Caminas por barrios ricos y
lugares pobres, y la gente sigue apiadándose de ti, y te arroja lluvias de
monedas.
Estás feliz como una lombriz.
Complicas tu acto al encontrar
en tu camino unos patines abandonados. Te vuelves entonces como un hombre araña
que lo puede todo. Te deslizas con gracia.
Esta rutina la repites día tras día, y el contenido de tu sombrero lo
arrojas con estilo dentro de un viejo baúl que tienes en tu casa.
Te haces famoso y sales en la televisión.
Pero un día pierdes el equilibrio
y terminas tu existencia bajo las pesadas ruedas de un tren rápido.

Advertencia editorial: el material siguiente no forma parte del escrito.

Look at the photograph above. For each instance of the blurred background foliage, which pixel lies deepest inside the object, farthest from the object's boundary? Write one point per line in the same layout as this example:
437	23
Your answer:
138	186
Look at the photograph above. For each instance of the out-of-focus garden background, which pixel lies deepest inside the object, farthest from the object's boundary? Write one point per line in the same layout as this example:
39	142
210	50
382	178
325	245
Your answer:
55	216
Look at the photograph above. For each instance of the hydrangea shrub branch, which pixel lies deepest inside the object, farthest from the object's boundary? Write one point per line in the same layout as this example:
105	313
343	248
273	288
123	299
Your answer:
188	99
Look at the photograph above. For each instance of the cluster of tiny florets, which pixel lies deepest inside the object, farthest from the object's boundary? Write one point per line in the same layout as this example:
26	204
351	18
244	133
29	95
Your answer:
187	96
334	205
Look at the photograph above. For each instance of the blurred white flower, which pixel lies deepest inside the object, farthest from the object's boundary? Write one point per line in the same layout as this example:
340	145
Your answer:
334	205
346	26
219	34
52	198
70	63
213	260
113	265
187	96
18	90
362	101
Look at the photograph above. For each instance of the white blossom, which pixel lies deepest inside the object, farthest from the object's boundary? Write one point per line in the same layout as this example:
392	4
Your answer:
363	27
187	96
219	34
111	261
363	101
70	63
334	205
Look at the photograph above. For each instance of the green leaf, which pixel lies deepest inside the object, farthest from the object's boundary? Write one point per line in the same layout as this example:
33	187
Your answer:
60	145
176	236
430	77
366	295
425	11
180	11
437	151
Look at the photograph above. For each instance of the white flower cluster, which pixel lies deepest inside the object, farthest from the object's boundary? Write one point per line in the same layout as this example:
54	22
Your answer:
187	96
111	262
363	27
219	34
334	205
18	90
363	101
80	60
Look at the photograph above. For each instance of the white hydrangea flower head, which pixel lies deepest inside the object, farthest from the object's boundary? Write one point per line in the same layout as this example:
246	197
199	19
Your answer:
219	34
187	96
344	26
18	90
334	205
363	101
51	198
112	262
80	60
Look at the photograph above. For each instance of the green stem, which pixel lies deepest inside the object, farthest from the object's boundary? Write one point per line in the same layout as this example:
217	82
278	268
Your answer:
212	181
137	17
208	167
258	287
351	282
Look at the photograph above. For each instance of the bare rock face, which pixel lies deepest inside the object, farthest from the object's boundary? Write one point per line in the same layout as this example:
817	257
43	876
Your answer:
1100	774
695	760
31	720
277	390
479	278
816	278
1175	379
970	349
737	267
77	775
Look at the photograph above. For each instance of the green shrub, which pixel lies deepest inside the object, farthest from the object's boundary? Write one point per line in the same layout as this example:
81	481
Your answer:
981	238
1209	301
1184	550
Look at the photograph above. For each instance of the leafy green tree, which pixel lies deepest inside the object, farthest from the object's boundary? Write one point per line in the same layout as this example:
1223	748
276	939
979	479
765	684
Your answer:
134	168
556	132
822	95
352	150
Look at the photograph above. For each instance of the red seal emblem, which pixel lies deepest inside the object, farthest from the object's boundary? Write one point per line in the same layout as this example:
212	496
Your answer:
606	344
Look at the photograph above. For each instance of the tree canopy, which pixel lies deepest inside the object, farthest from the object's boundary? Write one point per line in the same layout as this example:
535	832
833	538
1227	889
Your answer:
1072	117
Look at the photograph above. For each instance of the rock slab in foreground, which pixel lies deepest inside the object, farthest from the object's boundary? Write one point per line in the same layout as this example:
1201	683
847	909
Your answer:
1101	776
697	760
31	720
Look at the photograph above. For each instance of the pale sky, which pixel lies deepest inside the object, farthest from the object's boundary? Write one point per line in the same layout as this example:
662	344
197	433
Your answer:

Casi no
sientes dolor.
Te vas al cielo y ahí vuelves a
ser el artista de circo de siempre.
Pero ahí, en lugar de billetes
y monedas, te arrojan certificados para adquirir nubes blancas o azules (y te
gusta el extraño sabor de esas nubes).
Cansado de deambular en las
tantas nubes decides probar suerte en otros planetas. Consigues un joven pegaso
que vuela con rapidez y te vas hasta el planeta Marte.
Ahí prosigues con tu show, y la
gente, que tiene un solo ojo, arroja a tu sombrero de mago unos raros cacahuates
dorados, y sabes que esas semillas son un alimento sagrado.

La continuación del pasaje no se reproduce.